In a simple process flow, a nanosheet FET starts with the formation of a super-lattice structure on a substrate. This structure consists of alternating layers of silicon-germanium (SiGe) and silicon on the substrate.

Then, vertical fins are formed in the super-lattice structure, followed by the development of inner spacers. In this step, the outer portions of the SiGe layers in the super-lattice structure are recessed using an isotropic etch technique. This is an extremely difficult process.

However, IBM and TEL recently described a etch technique for this application. This involves a horizontal isotropic SiGe dry etch technique with a 150:1 aspect ratio.

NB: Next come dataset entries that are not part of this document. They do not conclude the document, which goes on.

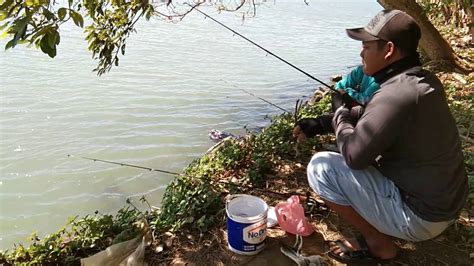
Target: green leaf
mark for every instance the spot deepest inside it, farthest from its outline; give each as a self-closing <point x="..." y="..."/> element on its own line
<point x="48" y="14"/>
<point x="9" y="45"/>
<point x="62" y="13"/>
<point x="51" y="51"/>
<point x="77" y="18"/>
<point x="51" y="36"/>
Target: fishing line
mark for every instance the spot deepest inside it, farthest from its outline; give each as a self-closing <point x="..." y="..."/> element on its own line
<point x="248" y="92"/>
<point x="174" y="173"/>
<point x="259" y="46"/>
<point x="126" y="164"/>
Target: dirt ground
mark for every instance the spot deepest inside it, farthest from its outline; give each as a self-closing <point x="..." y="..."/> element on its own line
<point x="450" y="248"/>
<point x="455" y="246"/>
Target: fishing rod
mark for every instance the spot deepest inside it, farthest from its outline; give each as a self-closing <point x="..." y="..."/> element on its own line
<point x="248" y="92"/>
<point x="174" y="173"/>
<point x="126" y="164"/>
<point x="259" y="46"/>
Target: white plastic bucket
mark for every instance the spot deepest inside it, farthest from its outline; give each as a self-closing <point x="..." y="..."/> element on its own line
<point x="246" y="224"/>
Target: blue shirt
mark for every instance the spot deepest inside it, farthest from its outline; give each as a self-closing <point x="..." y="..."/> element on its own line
<point x="358" y="85"/>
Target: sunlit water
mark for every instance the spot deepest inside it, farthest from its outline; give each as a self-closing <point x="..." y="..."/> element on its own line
<point x="175" y="83"/>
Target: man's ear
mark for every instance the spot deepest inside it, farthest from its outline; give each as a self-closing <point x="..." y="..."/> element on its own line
<point x="390" y="50"/>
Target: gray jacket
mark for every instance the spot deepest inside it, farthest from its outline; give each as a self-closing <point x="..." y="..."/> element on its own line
<point x="408" y="123"/>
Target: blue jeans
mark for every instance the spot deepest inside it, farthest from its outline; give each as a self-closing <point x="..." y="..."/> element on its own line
<point x="369" y="193"/>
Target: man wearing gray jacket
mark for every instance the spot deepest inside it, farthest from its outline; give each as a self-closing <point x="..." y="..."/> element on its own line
<point x="400" y="171"/>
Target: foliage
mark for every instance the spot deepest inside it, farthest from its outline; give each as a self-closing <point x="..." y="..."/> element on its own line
<point x="448" y="11"/>
<point x="195" y="198"/>
<point x="107" y="23"/>
<point x="79" y="238"/>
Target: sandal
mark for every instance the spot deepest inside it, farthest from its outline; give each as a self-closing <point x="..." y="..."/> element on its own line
<point x="348" y="255"/>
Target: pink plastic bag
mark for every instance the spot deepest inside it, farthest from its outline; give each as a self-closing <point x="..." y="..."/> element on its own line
<point x="290" y="216"/>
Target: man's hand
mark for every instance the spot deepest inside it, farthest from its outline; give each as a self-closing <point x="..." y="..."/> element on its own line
<point x="310" y="127"/>
<point x="338" y="100"/>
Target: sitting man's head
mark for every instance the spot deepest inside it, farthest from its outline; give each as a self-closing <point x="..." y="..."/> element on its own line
<point x="390" y="36"/>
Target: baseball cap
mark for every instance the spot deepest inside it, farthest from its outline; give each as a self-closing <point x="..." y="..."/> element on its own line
<point x="390" y="25"/>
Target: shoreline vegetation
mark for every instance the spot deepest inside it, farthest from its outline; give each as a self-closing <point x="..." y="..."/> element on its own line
<point x="189" y="227"/>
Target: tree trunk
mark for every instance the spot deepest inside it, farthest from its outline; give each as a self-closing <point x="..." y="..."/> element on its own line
<point x="432" y="43"/>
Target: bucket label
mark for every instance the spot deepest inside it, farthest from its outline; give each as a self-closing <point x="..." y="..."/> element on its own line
<point x="255" y="233"/>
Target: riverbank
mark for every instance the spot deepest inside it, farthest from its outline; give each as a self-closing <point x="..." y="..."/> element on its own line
<point x="190" y="225"/>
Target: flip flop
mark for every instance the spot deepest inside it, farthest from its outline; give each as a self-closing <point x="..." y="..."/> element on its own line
<point x="348" y="255"/>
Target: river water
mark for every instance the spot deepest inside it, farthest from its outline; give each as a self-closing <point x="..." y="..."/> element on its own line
<point x="175" y="83"/>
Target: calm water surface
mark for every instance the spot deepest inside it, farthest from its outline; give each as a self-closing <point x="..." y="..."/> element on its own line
<point x="175" y="83"/>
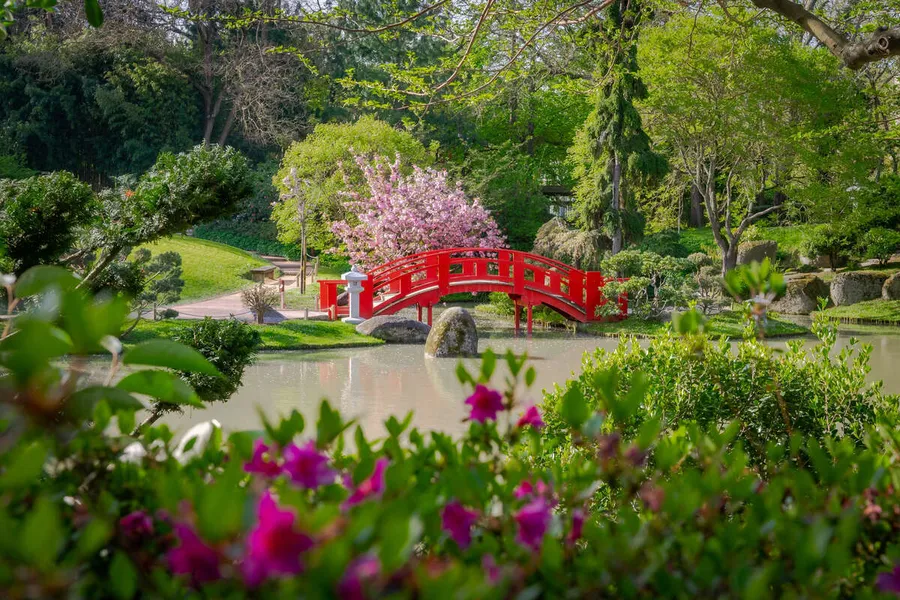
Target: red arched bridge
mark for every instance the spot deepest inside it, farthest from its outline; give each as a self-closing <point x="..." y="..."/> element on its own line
<point x="422" y="279"/>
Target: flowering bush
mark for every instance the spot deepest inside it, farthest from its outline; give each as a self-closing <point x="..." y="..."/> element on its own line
<point x="408" y="214"/>
<point x="291" y="512"/>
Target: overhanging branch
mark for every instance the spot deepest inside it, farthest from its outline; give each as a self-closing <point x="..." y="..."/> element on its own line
<point x="880" y="45"/>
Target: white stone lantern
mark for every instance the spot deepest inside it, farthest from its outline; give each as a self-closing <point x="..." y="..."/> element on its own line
<point x="354" y="281"/>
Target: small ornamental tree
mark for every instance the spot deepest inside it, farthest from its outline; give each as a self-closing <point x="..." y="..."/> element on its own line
<point x="403" y="215"/>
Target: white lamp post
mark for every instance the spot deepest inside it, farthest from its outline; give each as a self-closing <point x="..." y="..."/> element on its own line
<point x="354" y="281"/>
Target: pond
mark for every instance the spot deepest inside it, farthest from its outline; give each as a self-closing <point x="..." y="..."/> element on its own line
<point x="372" y="384"/>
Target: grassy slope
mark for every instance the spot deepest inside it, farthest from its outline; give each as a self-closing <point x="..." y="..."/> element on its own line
<point x="210" y="269"/>
<point x="290" y="335"/>
<point x="880" y="311"/>
<point x="726" y="323"/>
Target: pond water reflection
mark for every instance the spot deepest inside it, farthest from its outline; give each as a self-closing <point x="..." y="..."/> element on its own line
<point x="373" y="383"/>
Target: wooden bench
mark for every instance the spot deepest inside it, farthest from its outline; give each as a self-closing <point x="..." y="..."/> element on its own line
<point x="259" y="274"/>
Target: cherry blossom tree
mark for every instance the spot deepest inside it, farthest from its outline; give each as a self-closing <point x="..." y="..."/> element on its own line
<point x="405" y="214"/>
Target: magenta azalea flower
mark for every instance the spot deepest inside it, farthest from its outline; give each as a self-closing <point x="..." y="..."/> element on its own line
<point x="533" y="520"/>
<point x="274" y="547"/>
<point x="193" y="557"/>
<point x="485" y="403"/>
<point x="491" y="570"/>
<point x="365" y="568"/>
<point x="262" y="461"/>
<point x="136" y="524"/>
<point x="577" y="526"/>
<point x="457" y="520"/>
<point x="531" y="416"/>
<point x="889" y="583"/>
<point x="306" y="466"/>
<point x="372" y="486"/>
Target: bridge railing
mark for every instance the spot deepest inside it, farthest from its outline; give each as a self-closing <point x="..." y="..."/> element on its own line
<point x="424" y="278"/>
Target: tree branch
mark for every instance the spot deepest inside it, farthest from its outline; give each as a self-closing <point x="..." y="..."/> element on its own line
<point x="855" y="55"/>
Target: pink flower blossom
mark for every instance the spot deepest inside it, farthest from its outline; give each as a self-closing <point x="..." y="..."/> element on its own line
<point x="136" y="524"/>
<point x="532" y="417"/>
<point x="193" y="557"/>
<point x="403" y="215"/>
<point x="485" y="403"/>
<point x="262" y="461"/>
<point x="306" y="466"/>
<point x="457" y="520"/>
<point x="577" y="526"/>
<point x="533" y="520"/>
<point x="372" y="486"/>
<point x="527" y="489"/>
<point x="363" y="569"/>
<point x="491" y="570"/>
<point x="889" y="583"/>
<point x="274" y="546"/>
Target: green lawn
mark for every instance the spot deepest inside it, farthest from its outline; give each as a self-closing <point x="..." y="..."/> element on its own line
<point x="290" y="335"/>
<point x="728" y="323"/>
<point x="210" y="269"/>
<point x="874" y="311"/>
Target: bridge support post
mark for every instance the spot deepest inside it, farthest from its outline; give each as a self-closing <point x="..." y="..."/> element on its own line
<point x="517" y="316"/>
<point x="529" y="318"/>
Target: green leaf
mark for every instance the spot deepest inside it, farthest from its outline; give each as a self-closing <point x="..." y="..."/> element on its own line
<point x="81" y="403"/>
<point x="530" y="375"/>
<point x="91" y="538"/>
<point x="488" y="364"/>
<point x="41" y="535"/>
<point x="122" y="577"/>
<point x="166" y="353"/>
<point x="39" y="279"/>
<point x="162" y="385"/>
<point x="330" y="425"/>
<point x="24" y="465"/>
<point x="93" y="12"/>
<point x="574" y="409"/>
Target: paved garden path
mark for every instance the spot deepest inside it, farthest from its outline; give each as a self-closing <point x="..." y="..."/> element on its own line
<point x="224" y="307"/>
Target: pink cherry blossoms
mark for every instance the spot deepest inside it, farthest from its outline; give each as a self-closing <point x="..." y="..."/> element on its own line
<point x="403" y="215"/>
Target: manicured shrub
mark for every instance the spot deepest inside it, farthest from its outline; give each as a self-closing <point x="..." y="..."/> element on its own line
<point x="39" y="217"/>
<point x="229" y="345"/>
<point x="596" y="498"/>
<point x="259" y="299"/>
<point x="831" y="241"/>
<point x="880" y="243"/>
<point x="771" y="393"/>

Meanwhile, at ALD/ALE 2020, the University of Delaware presented a paper on the use of thermal ALE for metals and alloys, namely cobalt, iron and CoFeB (cobalt-iron-boron). CoFeB is of interest because it is used to form the magnetic tunnel junction (MTJ) stack in a next-generation memory technology called STT-MRAM.

“The nature of these materials is such that one of the chemical steps in their ALE has to be controlled kinetically to achieve a true ALE regime, which we have shown by combining surface chlorination and reactions of chlorinated surfaces with diketones,” said Andrew Teplyakov, a professor at the University of Delaware. “However, in order for the processing conditions to be selected for combined alloyed metals, the mechanism of the etching has to be understood.”

Recently, researchers have uncovered the basic reasoning behind the mechanisms here. “For the applications including MTJ, ALE is promising because it’s an effective and precise method to remove the material, and because the process does not increase (and actually decreases) surface roughness,” Teplyakov said.

Also at the conference, CU presented a paper on thermal ALE for a tantalum-oxide (Ta2O5) compound and tantalum-nitride (TaN). The goal is to use Ta2O5 and TaN for metal gates. Ta2O5 is a useful dielectric material.

Still, thermal ALE for metals is challenging. “Selectivity is challenging because metal precursors are needed that will produce stable and volatile products of one material during ligand-exchange,” CU’s George said. “However, similar ligand-exchange reactions are not desired for other surrounding materials. Knowledge of which metal precursors will produce the desired stable and volatile products by ligand-exchange reactions require a broad understanding of chemistry.”

ALE is definitely a technology to watch. It could help enable next-generation logic and memory chips, not to mention other technologies.

Based on the challenges with these and other chips, chipmakers need all the help they can get.